Le choix de Clémentine
Les enfants sont rois - Delphine de Vigan (Gallimard)
Quel est le rapport au réel et à l’intime lorsqu’on a été biberonné aux émissions de téléréalité ? Dans son dernier livre, Delphine de Vigan interroge la place des réseaux sociaux dans nos vies à travers l’histoire de Mélanie. Jeune mère isolée, elle se fait happer par les réseaux sociaux. De fil en aiguille, la maman entre dans la course aux likes. Ses vidéos se professionnalisent exhibant toujours plus ses deux enfants. Jusqu’où cette mère influenceuse ira-t-elle ? L’attrait du livre tient à sa capacité à captiver lecteurs et lectrices par l’intrigue policière autour du rapt d’enfant tout en posant une réflexion sur la place des réseaux sociaux dans nos vies de famille.

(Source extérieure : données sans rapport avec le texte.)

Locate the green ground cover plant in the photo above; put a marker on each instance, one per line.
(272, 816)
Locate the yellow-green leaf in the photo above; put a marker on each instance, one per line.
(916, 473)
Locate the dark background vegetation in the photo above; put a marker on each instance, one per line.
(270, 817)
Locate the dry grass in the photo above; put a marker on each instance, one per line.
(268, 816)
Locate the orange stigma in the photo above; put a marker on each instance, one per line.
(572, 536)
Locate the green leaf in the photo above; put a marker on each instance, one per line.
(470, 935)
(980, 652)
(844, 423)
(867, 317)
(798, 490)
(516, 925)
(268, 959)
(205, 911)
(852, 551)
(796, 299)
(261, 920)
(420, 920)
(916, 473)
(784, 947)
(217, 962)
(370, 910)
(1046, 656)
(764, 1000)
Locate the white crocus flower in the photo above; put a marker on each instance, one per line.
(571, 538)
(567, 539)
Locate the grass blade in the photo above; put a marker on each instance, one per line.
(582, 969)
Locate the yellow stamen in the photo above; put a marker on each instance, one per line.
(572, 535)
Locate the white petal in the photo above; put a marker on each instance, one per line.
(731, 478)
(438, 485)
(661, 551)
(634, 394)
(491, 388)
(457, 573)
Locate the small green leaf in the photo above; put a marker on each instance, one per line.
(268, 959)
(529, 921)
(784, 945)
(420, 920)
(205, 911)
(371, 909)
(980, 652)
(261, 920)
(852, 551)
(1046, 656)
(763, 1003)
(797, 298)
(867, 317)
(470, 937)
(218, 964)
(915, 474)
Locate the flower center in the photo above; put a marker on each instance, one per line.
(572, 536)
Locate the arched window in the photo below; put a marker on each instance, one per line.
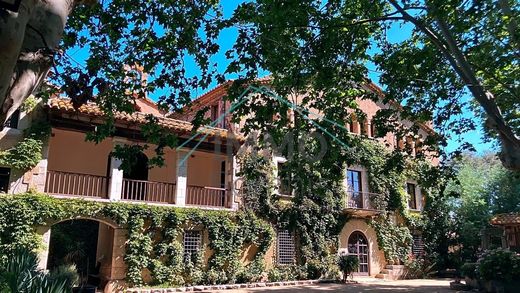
(358, 246)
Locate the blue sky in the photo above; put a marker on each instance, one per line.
(228, 37)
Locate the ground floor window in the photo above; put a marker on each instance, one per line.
(4, 179)
(192, 242)
(358, 246)
(285, 248)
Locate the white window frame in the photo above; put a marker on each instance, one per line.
(418, 195)
(279, 160)
(285, 240)
(187, 242)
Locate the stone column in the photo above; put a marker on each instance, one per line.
(116, 175)
(116, 282)
(43, 253)
(182, 178)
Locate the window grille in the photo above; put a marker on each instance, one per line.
(412, 196)
(285, 252)
(192, 242)
(418, 245)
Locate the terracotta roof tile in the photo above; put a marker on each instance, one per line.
(504, 219)
(64, 106)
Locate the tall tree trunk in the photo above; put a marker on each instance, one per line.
(29, 40)
(510, 143)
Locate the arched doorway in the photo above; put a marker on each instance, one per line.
(85, 243)
(135, 180)
(358, 246)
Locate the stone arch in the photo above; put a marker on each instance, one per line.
(114, 236)
(376, 256)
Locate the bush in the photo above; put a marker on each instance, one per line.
(20, 274)
(348, 264)
(469, 270)
(287, 273)
(323, 268)
(500, 265)
(417, 268)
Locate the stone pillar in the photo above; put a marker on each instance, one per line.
(116, 175)
(116, 282)
(116, 179)
(182, 178)
(233, 170)
(43, 253)
(37, 177)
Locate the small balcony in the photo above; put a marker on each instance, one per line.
(96, 187)
(76, 184)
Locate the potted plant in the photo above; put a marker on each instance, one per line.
(348, 264)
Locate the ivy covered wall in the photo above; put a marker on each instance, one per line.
(154, 237)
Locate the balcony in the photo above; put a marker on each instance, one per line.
(148, 191)
(359, 203)
(76, 184)
(96, 187)
(188, 177)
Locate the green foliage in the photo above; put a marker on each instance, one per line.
(469, 270)
(417, 268)
(27, 153)
(154, 235)
(394, 240)
(500, 265)
(348, 264)
(286, 273)
(19, 274)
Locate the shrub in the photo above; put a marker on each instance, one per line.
(500, 265)
(348, 264)
(287, 273)
(20, 274)
(469, 270)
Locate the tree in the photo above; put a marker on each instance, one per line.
(455, 48)
(322, 49)
(483, 187)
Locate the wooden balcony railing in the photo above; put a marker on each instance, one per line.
(67, 183)
(206, 196)
(149, 191)
(360, 199)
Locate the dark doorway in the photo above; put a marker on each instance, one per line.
(74, 242)
(358, 246)
(135, 180)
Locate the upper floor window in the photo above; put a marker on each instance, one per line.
(191, 243)
(284, 178)
(354, 189)
(412, 195)
(417, 245)
(4, 179)
(285, 248)
(12, 122)
(214, 112)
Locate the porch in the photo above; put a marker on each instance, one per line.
(88, 170)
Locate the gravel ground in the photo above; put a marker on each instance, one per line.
(363, 285)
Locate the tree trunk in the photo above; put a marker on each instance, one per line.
(510, 143)
(29, 40)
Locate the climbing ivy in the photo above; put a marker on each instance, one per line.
(154, 235)
(316, 210)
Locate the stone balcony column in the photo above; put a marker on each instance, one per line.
(182, 178)
(116, 176)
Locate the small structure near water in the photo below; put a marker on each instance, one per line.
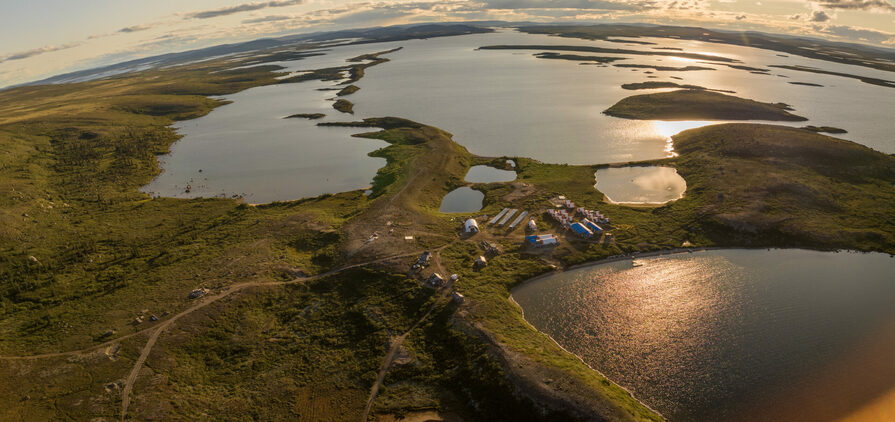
(435, 280)
(197, 293)
(539, 241)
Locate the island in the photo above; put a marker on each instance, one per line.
(311, 116)
(344, 106)
(121, 305)
(695, 104)
(660, 84)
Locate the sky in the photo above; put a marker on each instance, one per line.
(42, 38)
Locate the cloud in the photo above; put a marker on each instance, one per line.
(245, 7)
(38, 51)
(137, 28)
(856, 34)
(270, 18)
(819, 16)
(568, 4)
(857, 4)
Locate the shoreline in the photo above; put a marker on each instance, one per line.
(633, 396)
(633, 256)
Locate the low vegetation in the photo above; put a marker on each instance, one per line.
(865, 79)
(690, 104)
(853, 54)
(659, 84)
(824, 129)
(603, 50)
(311, 116)
(663, 68)
(91, 266)
(344, 106)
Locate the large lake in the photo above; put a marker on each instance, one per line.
(730, 334)
(495, 102)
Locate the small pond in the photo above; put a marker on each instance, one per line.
(730, 335)
(640, 185)
(488, 174)
(463, 199)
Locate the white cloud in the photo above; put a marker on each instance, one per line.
(38, 51)
(245, 7)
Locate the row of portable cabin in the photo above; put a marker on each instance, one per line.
(541, 240)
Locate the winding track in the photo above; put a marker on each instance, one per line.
(398, 341)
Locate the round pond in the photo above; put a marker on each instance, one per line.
(463, 199)
(652, 185)
(488, 174)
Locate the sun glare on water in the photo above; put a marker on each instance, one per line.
(669, 129)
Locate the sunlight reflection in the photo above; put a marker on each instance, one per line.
(669, 129)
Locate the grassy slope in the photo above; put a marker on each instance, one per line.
(747, 185)
(793, 187)
(693, 104)
(107, 250)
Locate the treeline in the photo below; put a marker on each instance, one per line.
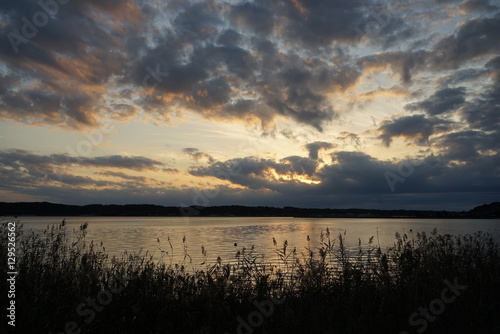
(50, 209)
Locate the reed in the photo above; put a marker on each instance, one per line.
(325, 288)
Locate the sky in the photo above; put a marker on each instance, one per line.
(307, 103)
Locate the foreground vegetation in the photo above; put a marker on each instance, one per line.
(425, 283)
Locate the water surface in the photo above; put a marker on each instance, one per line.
(220, 234)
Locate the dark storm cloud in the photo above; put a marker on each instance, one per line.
(442, 101)
(468, 145)
(462, 76)
(21, 159)
(402, 63)
(253, 16)
(476, 38)
(354, 173)
(315, 147)
(416, 128)
(70, 53)
(478, 5)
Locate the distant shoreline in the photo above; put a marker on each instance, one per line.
(45, 209)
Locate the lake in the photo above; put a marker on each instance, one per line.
(219, 234)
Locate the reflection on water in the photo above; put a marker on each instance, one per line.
(220, 234)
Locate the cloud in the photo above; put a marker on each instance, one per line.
(441, 102)
(417, 128)
(195, 154)
(316, 146)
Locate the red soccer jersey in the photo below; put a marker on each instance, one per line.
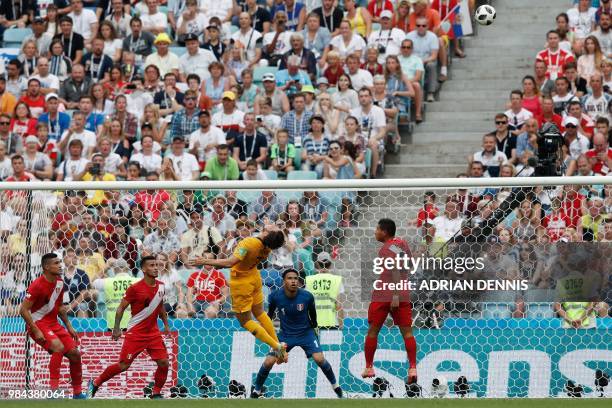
(47, 298)
(600, 167)
(208, 285)
(391, 249)
(554, 62)
(555, 225)
(147, 303)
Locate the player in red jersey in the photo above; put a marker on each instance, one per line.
(146, 299)
(384, 302)
(40, 309)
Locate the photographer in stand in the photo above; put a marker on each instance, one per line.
(94, 171)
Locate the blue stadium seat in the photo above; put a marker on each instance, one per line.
(178, 50)
(271, 174)
(540, 310)
(496, 311)
(259, 72)
(14, 36)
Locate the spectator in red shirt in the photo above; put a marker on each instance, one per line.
(572, 204)
(22, 123)
(210, 289)
(34, 98)
(548, 114)
(152, 201)
(556, 222)
(600, 155)
(375, 7)
(554, 57)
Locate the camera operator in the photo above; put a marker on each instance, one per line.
(388, 39)
(94, 171)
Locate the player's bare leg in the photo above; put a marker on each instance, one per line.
(262, 376)
(261, 334)
(76, 372)
(324, 365)
(107, 374)
(410, 344)
(371, 342)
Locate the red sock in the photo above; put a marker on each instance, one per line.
(55, 365)
(76, 374)
(410, 343)
(110, 372)
(160, 379)
(369, 349)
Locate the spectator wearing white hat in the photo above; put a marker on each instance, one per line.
(577, 143)
(388, 39)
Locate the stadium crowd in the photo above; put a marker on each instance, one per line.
(228, 90)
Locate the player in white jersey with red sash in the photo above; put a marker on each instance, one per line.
(146, 299)
(40, 309)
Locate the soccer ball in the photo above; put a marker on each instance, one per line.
(485, 15)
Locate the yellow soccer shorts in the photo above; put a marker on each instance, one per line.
(246, 291)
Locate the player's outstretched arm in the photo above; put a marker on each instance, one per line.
(118, 316)
(26, 314)
(222, 263)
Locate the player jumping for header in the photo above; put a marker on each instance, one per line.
(246, 285)
(298, 318)
(146, 299)
(40, 309)
(384, 302)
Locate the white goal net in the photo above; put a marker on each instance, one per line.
(543, 244)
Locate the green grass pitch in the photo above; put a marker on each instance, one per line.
(313, 403)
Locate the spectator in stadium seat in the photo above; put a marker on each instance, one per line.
(426, 46)
(490, 157)
(590, 223)
(604, 34)
(162, 239)
(544, 84)
(199, 240)
(446, 225)
(307, 60)
(523, 140)
(548, 114)
(586, 125)
(590, 61)
(76, 285)
(316, 146)
(250, 144)
(600, 155)
(266, 209)
(120, 245)
(596, 102)
(207, 291)
(373, 124)
(562, 96)
(517, 115)
(219, 216)
(174, 298)
(297, 121)
(553, 57)
(315, 37)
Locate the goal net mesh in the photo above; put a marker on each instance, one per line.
(506, 342)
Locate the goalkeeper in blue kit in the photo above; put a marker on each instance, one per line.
(298, 321)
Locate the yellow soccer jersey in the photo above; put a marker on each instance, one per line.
(251, 251)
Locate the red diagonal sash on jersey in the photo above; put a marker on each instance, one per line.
(146, 312)
(43, 311)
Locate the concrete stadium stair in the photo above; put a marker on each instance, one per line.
(497, 59)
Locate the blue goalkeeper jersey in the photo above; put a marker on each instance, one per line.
(297, 315)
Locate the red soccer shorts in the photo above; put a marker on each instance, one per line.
(378, 312)
(132, 347)
(52, 332)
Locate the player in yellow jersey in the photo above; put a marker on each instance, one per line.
(246, 285)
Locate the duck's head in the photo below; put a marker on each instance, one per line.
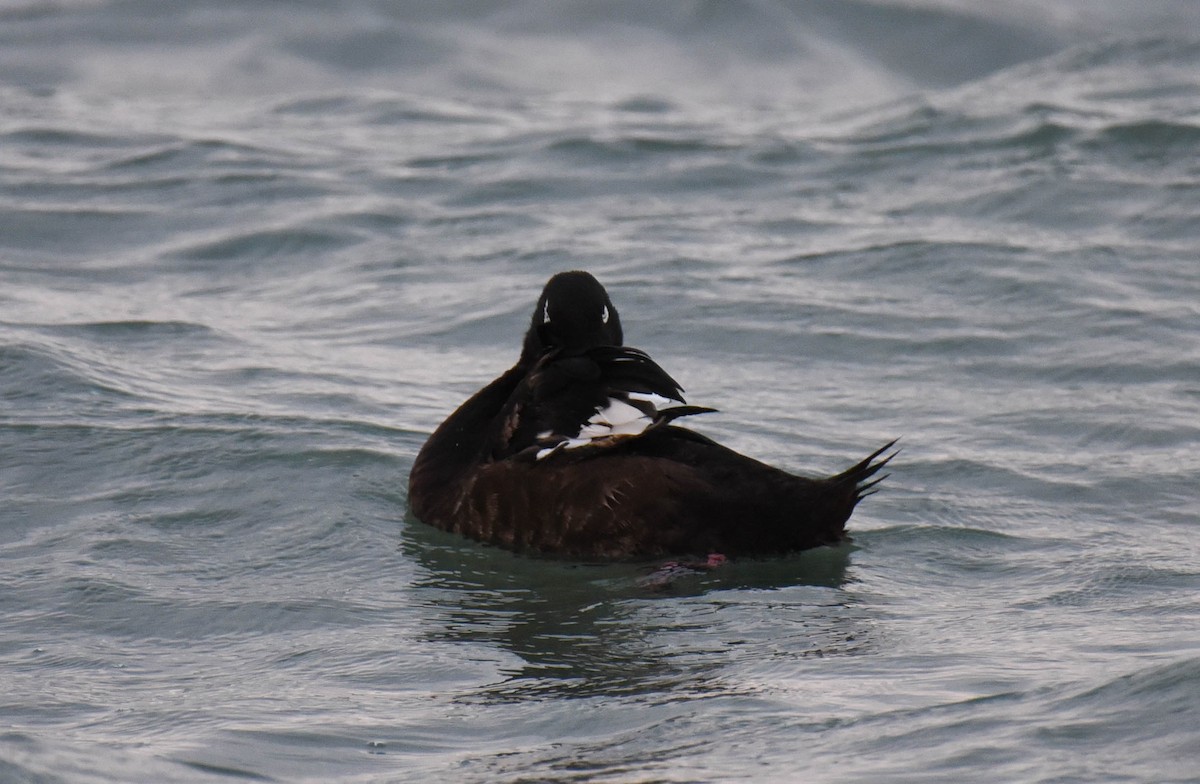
(574, 312)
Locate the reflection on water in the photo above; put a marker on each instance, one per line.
(600, 629)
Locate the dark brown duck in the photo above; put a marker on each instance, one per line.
(573, 453)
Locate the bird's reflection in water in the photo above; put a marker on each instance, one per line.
(606, 629)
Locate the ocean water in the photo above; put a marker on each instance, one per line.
(251, 253)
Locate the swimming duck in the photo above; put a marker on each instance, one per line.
(574, 453)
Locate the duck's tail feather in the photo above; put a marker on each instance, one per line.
(863, 474)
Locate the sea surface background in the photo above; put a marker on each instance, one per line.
(251, 253)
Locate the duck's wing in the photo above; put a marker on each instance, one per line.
(592, 399)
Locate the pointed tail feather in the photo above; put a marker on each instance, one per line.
(859, 473)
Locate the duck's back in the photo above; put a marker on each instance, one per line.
(666, 492)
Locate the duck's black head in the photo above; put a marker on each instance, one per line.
(574, 312)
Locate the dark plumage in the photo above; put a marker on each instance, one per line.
(573, 453)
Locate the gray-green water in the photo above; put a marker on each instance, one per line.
(251, 255)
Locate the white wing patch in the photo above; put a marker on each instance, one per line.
(613, 420)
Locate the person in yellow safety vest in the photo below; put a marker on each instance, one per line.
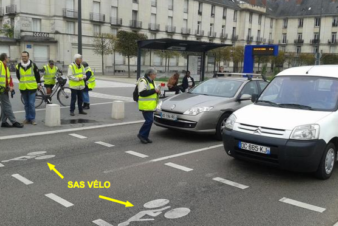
(28, 75)
(147, 103)
(90, 85)
(6, 86)
(49, 77)
(76, 76)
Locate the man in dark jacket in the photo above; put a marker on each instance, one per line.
(28, 75)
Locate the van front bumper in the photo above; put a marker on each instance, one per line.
(294, 155)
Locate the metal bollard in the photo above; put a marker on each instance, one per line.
(118, 110)
(53, 115)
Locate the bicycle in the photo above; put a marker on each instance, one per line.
(63, 93)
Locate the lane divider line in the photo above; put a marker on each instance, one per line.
(22, 179)
(302, 205)
(186, 169)
(104, 144)
(101, 222)
(59, 200)
(77, 136)
(231, 183)
(187, 153)
(137, 154)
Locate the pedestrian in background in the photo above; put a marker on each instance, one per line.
(76, 75)
(28, 75)
(90, 85)
(49, 77)
(6, 86)
(147, 103)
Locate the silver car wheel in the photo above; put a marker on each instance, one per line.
(329, 160)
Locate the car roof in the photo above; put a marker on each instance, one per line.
(318, 70)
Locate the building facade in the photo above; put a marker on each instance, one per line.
(48, 29)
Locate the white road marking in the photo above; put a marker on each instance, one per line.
(77, 136)
(59, 200)
(100, 222)
(186, 169)
(231, 183)
(22, 179)
(104, 144)
(187, 153)
(69, 130)
(137, 154)
(302, 205)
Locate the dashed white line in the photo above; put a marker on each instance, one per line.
(100, 222)
(187, 153)
(104, 144)
(77, 136)
(137, 154)
(59, 200)
(302, 205)
(231, 183)
(186, 169)
(22, 179)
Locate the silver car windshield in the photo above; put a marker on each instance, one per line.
(218, 87)
(301, 92)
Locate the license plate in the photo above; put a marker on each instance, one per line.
(169, 116)
(254, 148)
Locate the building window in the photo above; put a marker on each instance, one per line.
(300, 22)
(317, 22)
(37, 25)
(70, 28)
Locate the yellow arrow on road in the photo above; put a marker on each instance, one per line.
(52, 167)
(127, 204)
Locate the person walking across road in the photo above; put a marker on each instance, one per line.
(28, 75)
(50, 72)
(76, 75)
(6, 86)
(90, 85)
(147, 103)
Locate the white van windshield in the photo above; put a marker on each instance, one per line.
(301, 92)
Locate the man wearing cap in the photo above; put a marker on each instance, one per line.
(50, 71)
(76, 76)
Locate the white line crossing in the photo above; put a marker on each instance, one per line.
(77, 136)
(59, 200)
(302, 205)
(186, 169)
(22, 179)
(231, 183)
(101, 222)
(104, 144)
(137, 154)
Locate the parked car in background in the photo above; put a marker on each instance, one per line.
(205, 108)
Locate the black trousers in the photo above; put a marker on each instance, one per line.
(76, 96)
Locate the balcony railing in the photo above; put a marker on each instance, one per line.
(299, 41)
(185, 31)
(135, 24)
(199, 33)
(154, 27)
(11, 9)
(170, 29)
(97, 17)
(70, 13)
(115, 21)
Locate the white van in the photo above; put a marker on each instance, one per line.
(293, 124)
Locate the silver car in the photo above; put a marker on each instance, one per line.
(205, 108)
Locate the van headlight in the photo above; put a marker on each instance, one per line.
(305, 132)
(197, 110)
(230, 122)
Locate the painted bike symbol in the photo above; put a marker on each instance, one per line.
(171, 214)
(38, 155)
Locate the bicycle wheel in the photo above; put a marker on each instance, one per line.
(63, 96)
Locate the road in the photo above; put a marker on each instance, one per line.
(180, 179)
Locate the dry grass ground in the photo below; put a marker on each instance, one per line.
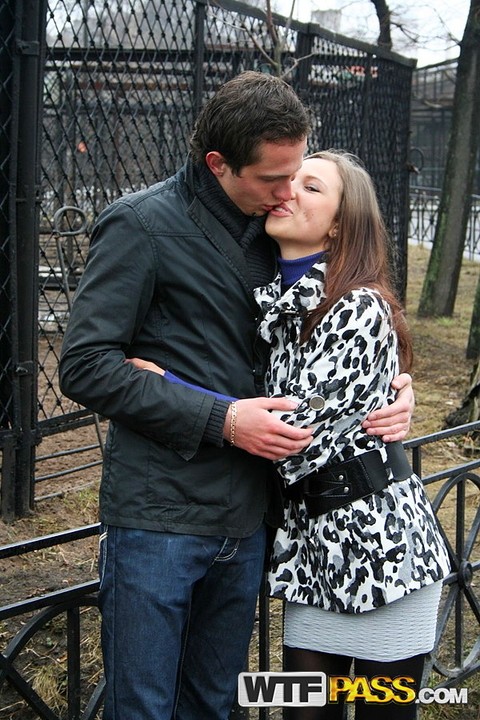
(441, 378)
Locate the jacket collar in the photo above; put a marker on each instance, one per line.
(216, 232)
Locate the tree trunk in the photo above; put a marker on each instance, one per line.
(443, 272)
(469, 410)
(383, 14)
(473, 347)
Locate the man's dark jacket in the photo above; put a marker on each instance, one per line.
(166, 282)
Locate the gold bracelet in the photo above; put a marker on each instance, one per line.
(233, 422)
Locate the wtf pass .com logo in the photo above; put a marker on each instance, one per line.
(265, 689)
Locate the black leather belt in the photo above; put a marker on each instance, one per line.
(340, 484)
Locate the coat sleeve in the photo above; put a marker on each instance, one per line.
(350, 361)
(109, 307)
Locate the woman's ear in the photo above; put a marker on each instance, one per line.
(215, 162)
(332, 233)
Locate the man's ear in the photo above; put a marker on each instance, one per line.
(216, 163)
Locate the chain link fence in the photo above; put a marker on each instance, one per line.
(120, 84)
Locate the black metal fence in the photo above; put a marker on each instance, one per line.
(455, 492)
(424, 203)
(98, 99)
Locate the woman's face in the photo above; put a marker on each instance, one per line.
(303, 225)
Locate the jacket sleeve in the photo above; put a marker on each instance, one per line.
(109, 307)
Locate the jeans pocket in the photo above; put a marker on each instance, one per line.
(102, 553)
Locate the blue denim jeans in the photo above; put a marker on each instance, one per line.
(177, 615)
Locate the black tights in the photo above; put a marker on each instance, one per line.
(297, 660)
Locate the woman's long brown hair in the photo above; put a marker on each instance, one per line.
(358, 254)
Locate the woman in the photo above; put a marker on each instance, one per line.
(359, 559)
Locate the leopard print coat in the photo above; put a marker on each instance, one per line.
(376, 549)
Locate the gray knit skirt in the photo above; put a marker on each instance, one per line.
(396, 631)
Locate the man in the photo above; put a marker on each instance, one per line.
(184, 490)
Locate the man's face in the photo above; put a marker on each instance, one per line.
(262, 186)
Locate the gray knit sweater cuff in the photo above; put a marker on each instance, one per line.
(214, 428)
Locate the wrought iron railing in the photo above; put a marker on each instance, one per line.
(456, 655)
(424, 204)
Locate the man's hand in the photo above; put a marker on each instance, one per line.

Le choix podcast de Marie-Laure
Le cœur sur la table - Victoire Tuaillon (Binge Audio)
Pas de livre ici, mais un podcast dans lequel, au premier épisode, Victoire Tuaillon compare la vie affective à un escalator. « On a tou·te·s grandi avec l’idée que la relation de couple était l’ultime idéal amoureux, quel que soit notre genre ou notre sexualité », écrit-elle dans le pitch du premier épisode. « Ce modèle comporte des étapes censées nous mener au mariage, à la parentalité, à la propriété - ce qu’on appelle ‘l’escalator relationnel’. L’amour ne peut-il être vécu que dans ce schéma ? ». Si la métaphore parle beaucoup à la trentenaire que je suis, le propos m’a aussi un peu agacé au début. Quid des personnes qui veulent monter sur cet escalator sans pour autant entrer dans des relations amoureuses inégalitaires ? On fait quoi ? Ce n’est qu’après plusieurs épisodes qu’elle aborde la question. Et elle le fait drôlement bien en montrant à quel point l’amour, lui aussi, est politique.